Sait-on que, généralement dédaigné par une certaine gauche, Groulx n'est guère davantage prisé d'une certaine droite qui lui reproche, entre autres «travers», un conservatisme trop tiède, de trop forts penchants libéraux (au sens philosophique du terme), une sorte de crypto-républicanisme et, surtout, un anticolonialisme de fort mauvais goût ? Assez ahurissant et à peine croyable, pensez-vous ? C'est pourtant ce que j'ai récemment découvert sur le site Internet d'une secte catholique se réclamant de l'abbé de Nantes, la Contre-Réforme catholique au XXIe siècle. Il s'agit de nostalgiques de l'Église telle qu'elle était avant Vatican II. Je vous le jure, ces gens-là n'aiment guère Lionel Groulx, ni l'École historique de Montréal, ni le mouvement indépendantiste en général. Ils ont au moins cela en commun avec la droite néolibérale, dont par ailleurs ils se démarquent sur bien d'autres questions. Bien sûr, tout ce qu'ils reprochent à Groulx correspond à ce qui me rend notre grand historien national des plus sympathiques. Ainsi donc, si je rejette leur critique de Groulx, j'estime qu'ils ont quand même l'immense mérite de l'avoir, eux, extrêmement bien lu.

Si je signale l'existence de cette droite ultra-catholique antigroulxiste et quand même assez marginale, ce n'est pas seulement parce que c'est amusant, c'est surtout pour démolir certains mythes qui ont toujours cours contre Lionel Groulx et pour, du même coup, aider certains indépendantistes de gauche, dont je suis, à bien distinguer entre les diverses variétés de la droite et à bien cibler celle sur laquelle il importe de tirer sans ménagements : la droite néolibérale.

Quant à la droite nostalgique du terroir, laquelle a ses propres divisions internes, il importe de ne pas s'en moquer au point de la voir, contre toute logique, s'allier à cela même, le néolibéralisme, qui, plus que tout, et de concert avec le fédéralisme, détruit ce dont elle a la nostalgie.

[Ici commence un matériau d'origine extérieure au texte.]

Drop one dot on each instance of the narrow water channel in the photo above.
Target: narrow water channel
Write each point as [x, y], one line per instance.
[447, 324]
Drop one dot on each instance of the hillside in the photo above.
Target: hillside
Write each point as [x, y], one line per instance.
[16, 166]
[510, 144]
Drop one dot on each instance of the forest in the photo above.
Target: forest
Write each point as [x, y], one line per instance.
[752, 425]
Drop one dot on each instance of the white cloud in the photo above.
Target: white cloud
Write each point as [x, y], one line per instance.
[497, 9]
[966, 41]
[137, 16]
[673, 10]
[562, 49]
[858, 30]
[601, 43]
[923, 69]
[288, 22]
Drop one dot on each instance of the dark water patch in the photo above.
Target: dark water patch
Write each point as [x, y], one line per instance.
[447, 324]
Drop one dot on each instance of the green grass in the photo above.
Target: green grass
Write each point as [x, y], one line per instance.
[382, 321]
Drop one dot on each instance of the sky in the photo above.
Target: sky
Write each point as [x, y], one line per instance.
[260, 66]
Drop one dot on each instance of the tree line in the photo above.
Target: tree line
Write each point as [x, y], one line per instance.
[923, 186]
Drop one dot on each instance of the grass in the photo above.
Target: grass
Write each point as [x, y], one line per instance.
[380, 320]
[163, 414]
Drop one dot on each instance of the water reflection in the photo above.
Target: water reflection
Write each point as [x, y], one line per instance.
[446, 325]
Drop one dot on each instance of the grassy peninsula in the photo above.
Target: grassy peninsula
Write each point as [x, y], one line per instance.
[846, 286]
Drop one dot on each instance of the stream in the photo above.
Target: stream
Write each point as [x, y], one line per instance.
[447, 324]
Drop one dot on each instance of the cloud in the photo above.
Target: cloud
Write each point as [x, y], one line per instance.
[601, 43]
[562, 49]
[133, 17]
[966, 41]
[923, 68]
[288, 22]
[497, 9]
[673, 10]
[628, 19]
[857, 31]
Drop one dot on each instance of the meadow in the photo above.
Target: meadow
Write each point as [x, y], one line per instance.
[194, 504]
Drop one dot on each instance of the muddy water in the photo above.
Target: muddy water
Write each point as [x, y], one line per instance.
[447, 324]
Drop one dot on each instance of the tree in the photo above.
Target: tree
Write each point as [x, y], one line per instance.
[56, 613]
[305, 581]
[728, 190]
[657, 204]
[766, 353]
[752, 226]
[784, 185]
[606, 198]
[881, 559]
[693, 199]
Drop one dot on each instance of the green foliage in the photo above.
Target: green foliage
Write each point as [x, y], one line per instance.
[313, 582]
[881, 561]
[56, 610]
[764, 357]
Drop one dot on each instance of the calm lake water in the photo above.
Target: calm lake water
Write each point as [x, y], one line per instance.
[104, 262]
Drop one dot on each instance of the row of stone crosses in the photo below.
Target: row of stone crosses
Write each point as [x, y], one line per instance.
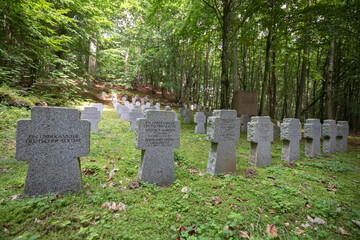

Du reste, l'écologisme, que l'on a l'habitude de classer à gauche, ne nourrit-il pas, lui aussi, une fort respectable nostalgie du terroir ?

Un terroir qui vaut certes mieux que la jungle high tech des ultra-capitalistes à la Randt, Hayeck, Friedman et cie.

Bref, en tant qu'indépendantiste de gauche, je dis volontiers : Vive l'anticolonialiste Groulx ! Ce Groulx qui n'a rien, mais alors là rien à voir, ni de près ni de loin, avec une Randt et ses disciples du cru.

Je le répète : étudions un peu et tâchons de bien discerner.